Are Western Powers Thinking Of A New Great Game To Check Rising India
It seems a few are doing loud thinking on balancing India in the Indian Ocean Region after seeing that Pakistan is of no match. So they are seizing up Saudi Arabia. They better realize that a rising India cannot be challenged by any one. Also India is a peace loving country and they better leave it that way only.
Below may like to read an article written by Paul Rainn:
Saudi Arabia is an extremely wealthy country located in a commanding position in the Middle East.
Saudi Arabia’s wealth has allowed it to purchase the finest weapon systems money can buy from the United States, the UK, France, and various other European manufacturers. China has supplied some medium range obscelescent ballistic missiles as well. (MRBM’s)
However, reputationally, Saudi Arabia has a poorly led and trained military, going by open sources. Its billions of dollars worth of shiny new weapons such as the huge fleets of Typhoons, F-15 Eagles, M1 Abrams tanks, US sourced littoral frigates, AWACS and Tankers are all largely maintained by thousands of foreign personnel.
Saudi Arabia has no apparent ability to service and maintain the majority of it’s equipment without external help, and training standards are reputedly low, according to international observers. Many Saudi operators can drive, fly, or sail their equipment in peacetime, but trying to operate them in wartime against a skilled enemy is another matter. Officers are also reported to mistreat their men and look down on them, and their enlisted troops in turn are just in it for the paycheck.

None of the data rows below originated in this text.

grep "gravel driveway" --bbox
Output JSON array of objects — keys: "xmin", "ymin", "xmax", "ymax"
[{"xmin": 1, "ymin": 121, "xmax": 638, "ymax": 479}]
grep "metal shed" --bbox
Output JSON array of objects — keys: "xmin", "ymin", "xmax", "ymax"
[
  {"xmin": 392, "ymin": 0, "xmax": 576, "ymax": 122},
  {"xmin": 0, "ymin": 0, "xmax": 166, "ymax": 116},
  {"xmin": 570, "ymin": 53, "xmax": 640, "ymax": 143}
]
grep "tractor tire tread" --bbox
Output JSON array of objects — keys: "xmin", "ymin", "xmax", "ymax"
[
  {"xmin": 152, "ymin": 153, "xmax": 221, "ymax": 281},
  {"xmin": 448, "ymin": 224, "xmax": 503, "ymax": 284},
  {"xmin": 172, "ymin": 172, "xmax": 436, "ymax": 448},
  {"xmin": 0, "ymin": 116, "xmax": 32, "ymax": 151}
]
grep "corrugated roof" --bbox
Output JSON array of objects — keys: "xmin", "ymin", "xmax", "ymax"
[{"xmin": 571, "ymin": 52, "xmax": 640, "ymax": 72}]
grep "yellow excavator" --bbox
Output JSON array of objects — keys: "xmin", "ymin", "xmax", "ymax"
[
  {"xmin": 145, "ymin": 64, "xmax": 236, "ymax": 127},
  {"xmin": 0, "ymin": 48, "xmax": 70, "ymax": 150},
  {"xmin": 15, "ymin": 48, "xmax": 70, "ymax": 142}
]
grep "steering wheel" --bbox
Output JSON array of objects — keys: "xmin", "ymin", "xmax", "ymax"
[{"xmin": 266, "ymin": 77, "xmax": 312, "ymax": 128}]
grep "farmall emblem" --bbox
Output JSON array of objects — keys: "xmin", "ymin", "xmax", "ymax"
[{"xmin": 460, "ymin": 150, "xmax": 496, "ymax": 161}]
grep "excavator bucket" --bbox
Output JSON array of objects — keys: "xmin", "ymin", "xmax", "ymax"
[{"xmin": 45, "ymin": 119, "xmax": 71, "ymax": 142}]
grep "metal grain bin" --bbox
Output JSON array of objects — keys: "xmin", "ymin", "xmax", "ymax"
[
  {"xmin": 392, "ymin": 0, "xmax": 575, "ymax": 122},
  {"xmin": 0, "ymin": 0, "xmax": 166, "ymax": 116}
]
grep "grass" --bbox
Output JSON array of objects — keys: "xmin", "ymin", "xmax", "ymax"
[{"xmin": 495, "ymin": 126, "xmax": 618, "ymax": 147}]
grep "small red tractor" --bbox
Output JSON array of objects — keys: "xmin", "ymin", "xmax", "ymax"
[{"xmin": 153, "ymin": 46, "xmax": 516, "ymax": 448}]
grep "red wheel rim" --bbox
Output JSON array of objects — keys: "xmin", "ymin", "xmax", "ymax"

The Saudi defence forces can run a decent internal security operation by most accounts, but actually fighting a war without the backing of its major power patrons and their hordes of well paid technical personnel, maintainers, trainers, and logistic officers would result in a rapid Saudi defeat.
Saudi Arabia gets away with having a showpiece military because it has the backing of the US and UK, and is important to major oil consuming nations such as China, India, and Japan. Saudi Arabia’s ability to provide vast quantities of oil and hundreds of billions in investment is important to global stability so these great powers support Saudi Arabia, not undermine it. As long as the Saudis can supply oil and financial inflows this state of affairs will continue for Saudi Arabia.
As far as a fight against the Indian military the Saudis would be defeated in short order. The Saudi navy would hardly last more than a single battle against India’s carrier battle groups, experienced submariners—including nuclear attack subs, and long range cruise missile and aviation strike assets.
The Saudi air force would be similarly taken apart. The IAF is an experienced and powerful force of more than 120,000 personnel and 1700+ aircraft. The low level of Saudi training would see India’s long range SU-30’s air dominance fighters and Mirage and Jaguar strike aircraft use the Saudi machines and airbases as target practice.
At this point, with the Saudi navy and air force all but annihilated India might show mercy and call off any further engagements against the outclassed Saudis in return for an apology and absolute loads of cash and oil as compensation.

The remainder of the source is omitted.